Voglio solo concludere dicendo questo. Noterete nel lessico disonesto, nell’uso disonesto del dizionario da parte del regime iraniano, che dice che non c’è opposizione unita. Hanno smesso di dire che non esiste un’alternativa significativa. Dicono che non esiste un’alternativa di opposizione unita.
Bene, la risposta è che c’è un’alternativa unita con un sostegno crescente e di massa tra il popolo iraniano che crede nella democrazia, che crede nel pluralismo, che crede nel sistema parlamentare, che crede nella possibilità di scelta, che crede nell’uguaglianza, che crede nella giustizia, che crede nello Stato di diritto.
Se quello che dicono i macellai, i tiranni e i demagoghi del governo iraniano è che non c’è unanimità, beh, ovviamente, non c’è unanimità. L’unanimità, vale a dire un solo punto di vista, si trova solo in paradiso o all’inferno. Ovviamente non c’è unanimità e non ci si può aspettare che la signora Rajavi e il suo movimento di massa si uniscano ai nemici della democrazia, a persone che non sono a favore del pluralismo, persone che non vogliono il cambiamento democratico, che non credono nell’uguaglianza, che non pensano che ci dovrebbe essere il diritto a elezioni regolari e monitorate in modo indipendente; ma tra la massa di persone per le quali la fiamma della libertà non si spegnerà mai e per le quali quella fiamma arde luminosa, c’è un sostegno di massa per il cambiamento.
Ho ascoltato molte volte la signora Rajavi e suoi colleghi dirmi che non chiedono che siano gli stranieri a cambiare l’Iran.
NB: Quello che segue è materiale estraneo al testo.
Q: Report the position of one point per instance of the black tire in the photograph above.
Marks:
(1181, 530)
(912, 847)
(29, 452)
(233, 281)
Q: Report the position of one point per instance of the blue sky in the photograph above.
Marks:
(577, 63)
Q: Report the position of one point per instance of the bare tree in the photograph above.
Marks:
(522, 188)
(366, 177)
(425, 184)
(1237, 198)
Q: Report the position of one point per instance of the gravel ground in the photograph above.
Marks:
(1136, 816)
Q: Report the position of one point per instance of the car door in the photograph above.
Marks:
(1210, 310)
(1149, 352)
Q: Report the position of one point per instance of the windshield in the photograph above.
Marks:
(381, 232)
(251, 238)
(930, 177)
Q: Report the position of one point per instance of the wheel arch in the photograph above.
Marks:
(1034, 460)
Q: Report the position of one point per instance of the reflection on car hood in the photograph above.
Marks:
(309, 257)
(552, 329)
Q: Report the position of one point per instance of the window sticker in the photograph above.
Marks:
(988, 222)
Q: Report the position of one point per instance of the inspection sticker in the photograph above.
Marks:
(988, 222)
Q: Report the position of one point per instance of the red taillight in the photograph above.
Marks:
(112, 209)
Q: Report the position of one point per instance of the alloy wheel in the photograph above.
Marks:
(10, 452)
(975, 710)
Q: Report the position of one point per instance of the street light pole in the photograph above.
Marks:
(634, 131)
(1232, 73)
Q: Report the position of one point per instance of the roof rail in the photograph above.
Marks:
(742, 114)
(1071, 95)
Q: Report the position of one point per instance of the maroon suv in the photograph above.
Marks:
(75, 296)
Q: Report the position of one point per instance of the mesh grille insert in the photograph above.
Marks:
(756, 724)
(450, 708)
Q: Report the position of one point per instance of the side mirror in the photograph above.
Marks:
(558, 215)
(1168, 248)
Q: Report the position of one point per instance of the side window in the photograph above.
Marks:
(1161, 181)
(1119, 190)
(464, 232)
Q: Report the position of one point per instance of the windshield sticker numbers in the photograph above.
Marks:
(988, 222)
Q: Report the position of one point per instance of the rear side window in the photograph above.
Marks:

L’evento di Parigi è stato una magnifica testimonianza del sostegno esistente in Europa e in Nord America, 50 persone hanno parlato 11 giorni fa in una conferenza di un’intera giornata in omaggio alla signora Rajavi e al Consiglio Nazionale. E quello che dicevano quelle persone, me compreso, è che ciò che non dovremmo fare è metterci in mezzo, non dovremmo essere un ostacolo, non dovremmo sostenere una dittatura, ma il veicolo del cambiamento che la signora Rajavi sostiene e che le sta a cuore è un veicolo interno di cambiamento, cresciuto dal suolo iraniano, il popolo iraniano che determina il proprio futuro.
E non abbiamo il diritto di guardare dall’altra parte, di tornare a casa e di dimenticare la difficile situazione dell’Iran. È giunto il momento che le forze del cambiamento, della democrazia, dello Stato di diritto, della giustizia in Iran, rappresentate dal Consiglio Nazionale e incarnate personalmente nella leadership della signora Rajavi, abbiano la loro opportunità. Dovrebbero godere della libertà, della pace, della giustizia, dello Stato di diritto di cui abbiamo goduto così a lungo e che per troppo tempo sono stati loro negati.
Che questo inizi qui e si diffonda attraverso le nazioni finché non ci sarà un assordante grido di cambiamento e i tiranni di Teheran saranno relegati nella pattumiera della storia come meritano. Grazie.